6.2 A Aprendizagem Informal vivenciada pelos técnicos-administrativos no local

6.2.4. Estudando a legislação

A legislação à qual se faz referência nesta categoria consiste nas regras e procedimentos criados pela UNESP e pela FOA, ademais daqueles inerentes ao funcionalismo público, para lidar com as contingências enfrentadas por seu ambiente organizacional.

Denominada por Hall (2004) como um instrumento de formalização, ela capacita os indivíduos, pois os procedimentos formalizados ajudam as pessoas a realizar seu trabalho. Ao mesmo tempo que ela é orientadora, é também coercitiva, pois seus membros são forçados a obedecer a ela.
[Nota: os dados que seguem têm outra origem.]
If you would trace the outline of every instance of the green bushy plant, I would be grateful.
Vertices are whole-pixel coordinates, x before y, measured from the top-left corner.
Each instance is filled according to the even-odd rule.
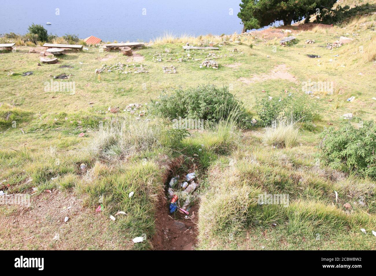
[[[320,155],[336,169],[376,179],[376,125],[366,121],[359,129],[349,122],[338,130],[331,127],[321,134]]]
[[[257,102],[256,112],[265,125],[280,119],[310,122],[317,116],[317,106],[309,103],[303,96],[292,94],[271,98],[268,94]]]
[[[76,35],[70,35],[66,33],[63,36],[63,38],[69,42],[70,44],[75,44],[80,41],[78,36]]]
[[[369,3],[350,8],[348,5],[338,6],[335,9],[323,9],[316,16],[315,22],[324,24],[341,23],[357,15],[362,15],[376,11],[376,5]],[[307,19],[309,20],[309,17]]]

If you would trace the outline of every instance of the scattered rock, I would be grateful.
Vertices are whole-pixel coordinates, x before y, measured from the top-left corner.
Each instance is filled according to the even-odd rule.
[[[307,39],[304,43],[306,44],[313,44],[315,43],[315,41],[311,40],[311,39]]]
[[[180,229],[185,228],[185,225],[184,222],[182,222],[174,220],[174,225]]]
[[[342,44],[346,44],[351,42],[353,40],[352,38],[349,38],[346,36],[341,36],[340,38],[340,43]]]
[[[212,68],[213,69],[218,69],[218,63],[214,60],[205,60],[200,66],[200,68],[206,67],[207,68]]]
[[[32,75],[33,74],[32,71],[29,71],[29,72],[26,72],[22,74],[22,75],[24,77],[25,76],[29,76],[30,75]],[[12,74],[13,75],[13,74]]]

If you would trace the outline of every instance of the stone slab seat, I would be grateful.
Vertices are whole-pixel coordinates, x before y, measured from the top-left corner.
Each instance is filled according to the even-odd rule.
[[[7,44],[0,44],[0,48],[5,48],[7,50],[12,51],[14,46],[16,45],[15,43],[8,43]]]

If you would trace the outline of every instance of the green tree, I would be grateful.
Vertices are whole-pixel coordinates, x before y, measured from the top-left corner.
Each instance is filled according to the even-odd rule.
[[[337,0],[242,0],[238,16],[244,24],[243,32],[258,29],[282,20],[285,25],[291,21],[309,19],[321,9],[331,9]]]
[[[41,25],[33,23],[31,26],[29,26],[29,32],[30,33],[37,35],[38,39],[40,41],[47,41],[48,38],[47,30]]]

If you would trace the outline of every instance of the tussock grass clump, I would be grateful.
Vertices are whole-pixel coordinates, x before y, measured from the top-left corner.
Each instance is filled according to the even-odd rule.
[[[376,36],[372,38],[363,51],[362,59],[364,63],[368,63],[376,60]]]
[[[368,229],[374,225],[374,183],[361,185],[356,178],[337,182],[318,176],[304,168],[305,166],[295,167],[292,163],[297,157],[292,150],[271,152],[253,146],[240,149],[228,164],[218,160],[211,167],[208,180],[210,186],[202,197],[199,248],[238,249],[239,243],[245,243],[257,248],[259,240],[249,238],[248,235],[246,239],[245,233],[253,236],[260,231],[265,237],[266,234],[268,240],[280,241],[276,249],[281,246],[283,237],[288,241],[290,249],[302,246],[317,249],[334,241],[351,240],[360,228]],[[282,160],[287,161],[284,167]],[[260,205],[259,195],[265,193],[288,195],[288,204]],[[358,203],[358,197],[365,205]],[[349,202],[352,205],[351,211],[343,206]],[[302,236],[305,237],[303,241],[297,238]],[[368,238],[362,236],[359,243],[348,243],[343,247],[362,248]],[[272,243],[267,244],[274,247]]]
[[[299,128],[292,121],[274,121],[266,127],[264,140],[270,146],[292,148],[296,144],[299,132]]]
[[[124,118],[106,124],[96,133],[88,150],[100,159],[114,160],[161,145],[164,128],[158,123]]]

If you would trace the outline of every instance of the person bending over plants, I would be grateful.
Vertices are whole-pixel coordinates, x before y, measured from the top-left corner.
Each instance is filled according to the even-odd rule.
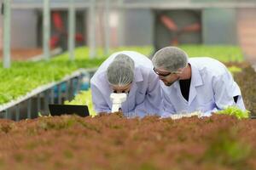
[[[137,52],[110,55],[90,79],[90,88],[96,113],[111,112],[113,94],[126,94],[119,110],[129,117],[160,114],[162,110],[160,81],[152,62]]]
[[[230,105],[245,110],[241,90],[221,62],[208,57],[189,59],[176,47],[160,49],[152,62],[161,80],[162,117],[195,111],[211,116]]]

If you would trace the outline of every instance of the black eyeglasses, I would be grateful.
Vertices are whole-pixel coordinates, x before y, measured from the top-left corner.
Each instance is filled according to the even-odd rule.
[[[166,72],[166,73],[160,73],[154,67],[153,68],[153,71],[155,72],[155,74],[157,74],[158,76],[168,76],[169,75],[171,74],[179,74],[181,73],[181,71],[172,71],[172,72]]]

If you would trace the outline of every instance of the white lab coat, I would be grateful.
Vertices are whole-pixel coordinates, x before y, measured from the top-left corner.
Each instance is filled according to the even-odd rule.
[[[207,57],[191,58],[189,63],[192,71],[189,101],[183,97],[178,81],[171,87],[160,84],[164,95],[163,117],[194,111],[211,116],[212,111],[235,105],[233,97],[236,95],[239,96],[236,105],[245,110],[240,88],[225,65]]]
[[[113,89],[107,77],[109,64],[119,54],[131,57],[135,62],[135,77],[126,101],[122,104],[125,114],[143,117],[147,114],[159,114],[162,111],[162,97],[160,81],[153,71],[153,65],[146,56],[132,51],[122,51],[108,58],[90,79],[92,101],[95,110],[111,112],[112,101],[109,99]]]

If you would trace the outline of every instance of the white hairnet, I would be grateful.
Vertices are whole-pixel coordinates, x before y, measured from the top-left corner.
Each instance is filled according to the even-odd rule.
[[[127,55],[118,54],[109,65],[107,76],[110,84],[125,86],[134,78],[134,61]]]
[[[184,68],[188,65],[188,54],[181,48],[166,47],[157,51],[152,63],[155,68],[162,67],[171,72]]]

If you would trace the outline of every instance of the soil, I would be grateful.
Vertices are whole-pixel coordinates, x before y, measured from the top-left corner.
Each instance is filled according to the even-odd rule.
[[[247,110],[256,116],[256,72],[251,66],[243,68],[241,72],[234,76],[238,83]]]
[[[255,169],[255,120],[214,115],[0,121],[1,169]]]
[[[256,75],[236,74],[256,113]],[[0,120],[0,169],[256,169],[256,119],[61,116]]]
A percepção de que se aprende o trabalho na FOA/UNESP por meio de consulta e estudos da legislação é evidente para todos os sujeitos entrevistados, principalmente para SN1, SN2, SN4, SN6, SN8, SE1, SE4, SE7,SE8 e AE1, cujos alguns excertos do discurso se mencionarão.

Nosso trabalho é técnico. A gente trabalha essencialmente em cima de normas. (SN1)

Eu fui aprendendo lendo a norma e olhando os processos antigos. Aí pegava o processo, conferia com a norma, porque aí eu comecei a aprender a usar a norma. (SN8)

Para fazer meu trabalho eu preciso saber legislação. Eu tenho que saber a legislação de licitação, a 8666, para ficar atento e não deixar passar nenhuma falha. Ela rege a seção de Materiais e a Finanças. Por exemplo: na nota de empenho a gente tem que citar essa lei. (SN6)

[Aprende-se] olhando no processo e estudando a legislação, o regulamento do programa, as normativas, as portarias, ofícios, etc. (SN4)

SE7 propõe que primeiro se consulte a legislação e depois, na dúvida, recorra-se a manuais e a perguntas ao colega ou superior imediato, na tentativa de poupá-los de mais um trabalho, de mais uma orientação.

A legislação auxilia na resolução de problemas quando não há precedentes para basear a proposta de solução: “conforme ia aparecendo eu ia vendo como tinha que fazer, pesquisava a legislação, pesquisava com os mais experientes como que fazia” (SE8). “Aí nós temos que sentar e ir procurando a legislação, lei, portaria, porque chega o documento e não tem modelo para se seguir” (SE4).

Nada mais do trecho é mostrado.